The Paul’s Paint Company may also use the theory of agency. In this theory, the tenant was an agent of the property owner. The tenant was the owner’s representative and made the decision to sign the contract in good faith on behalf of the owner (“Chapter 383, Landlord and Tenant”, 1990).
In defense, the property owner may refuse to pay citing a lack of the proper procedure in the matter. KRS 383.635, Right of tenant to deduct from rent is the only provision that allows the tenant to authorize repairs on behalf of the owner. The tenant did not issue a written notice of the intent to repair. The tenant did not allow a fourteen-day period before the repairs started as prescribed in the statute. The statute also states that the landlord has limited liability and the tenant should not make repairs that cost more than one hundred dollars without legal advice on KRS 383.635. The repairs in question cost two thousand dollars (“Kentucky Revised Statute”, 1990).
The property owner can also argue that the tenant’s contract does not allow him or her to possess the powers of an agent. Hence, the contract signed was between the tenant and Paul’s Paint Company. The contract shows an agreement between the paint company and the tenant.
Paul’s paint company can compel the tenant to pay for the paint job. This can happen based on the principles of contracts. The signature on the document belongs to the tenant. Therefore, the tenant entered into a contract with Paul’s paint company without the property owner’s permission (verbal or written). According to the theory of agency, the sales person acted within his powers as an agent of the paint company. However, the tenant did not have the authority to sign on behalf of the property owner.
The tenant temporarily owns the house by paying rent. The paint company can argue that the contract was with the owner of the house at the time regardless of whether it was temporary ownership or not. The tenant of the house should then foot the bill, as he was the owner at the time the contract was drawn (“Kentucky Revised Statute”, 1990).
The tenant can argue that according to the Kentucky revised statute, KRS 383.635, he notified the property owner and she agreed to do the repairs. However, there were no repairs six months after the first request by the tenant. The tenant cannot pay because according to the statute, the maximum amount of money the tenant should pay for repairs is 100 dollars. The job costs two thousand dollars and the tenant should not pay from his pocket (“Chapter 383 Landlord and Tenant”, 1990).
The tenant can also argue that according to KRS 383.590, property owner’s duties, the property owner has the duty to maintain the house.

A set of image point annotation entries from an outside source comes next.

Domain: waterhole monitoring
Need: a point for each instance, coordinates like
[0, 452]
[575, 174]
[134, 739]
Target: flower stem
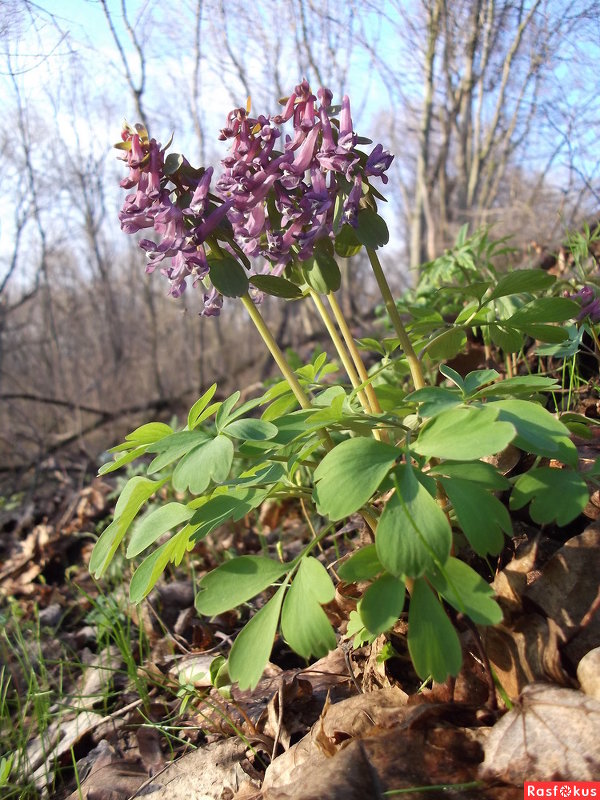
[280, 360]
[341, 350]
[353, 350]
[413, 362]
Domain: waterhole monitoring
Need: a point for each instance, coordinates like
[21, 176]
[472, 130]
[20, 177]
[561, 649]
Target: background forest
[491, 110]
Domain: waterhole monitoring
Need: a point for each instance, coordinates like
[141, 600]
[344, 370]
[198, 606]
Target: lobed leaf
[466, 591]
[554, 494]
[382, 604]
[361, 566]
[413, 533]
[433, 643]
[153, 525]
[196, 410]
[482, 517]
[465, 433]
[235, 582]
[519, 281]
[304, 624]
[538, 431]
[253, 645]
[228, 276]
[251, 429]
[358, 465]
[276, 286]
[136, 492]
[208, 462]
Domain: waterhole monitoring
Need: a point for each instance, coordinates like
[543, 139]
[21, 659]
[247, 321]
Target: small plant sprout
[414, 457]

The tenant should pay the paint company.
The reason for this is that the contract was between the paint company’s sales man and the tenant. Therefore, the tenant bears liability for the cost of repairs.
However, the tenant has the right to claim compensation from the landlord for the repairs. This is because the property owner did not fulfill her statutory duty even after the tenant complained, yet she acknowledged that she has received the complaint (“Chapter 383, Landlord and Tenant”, 1990).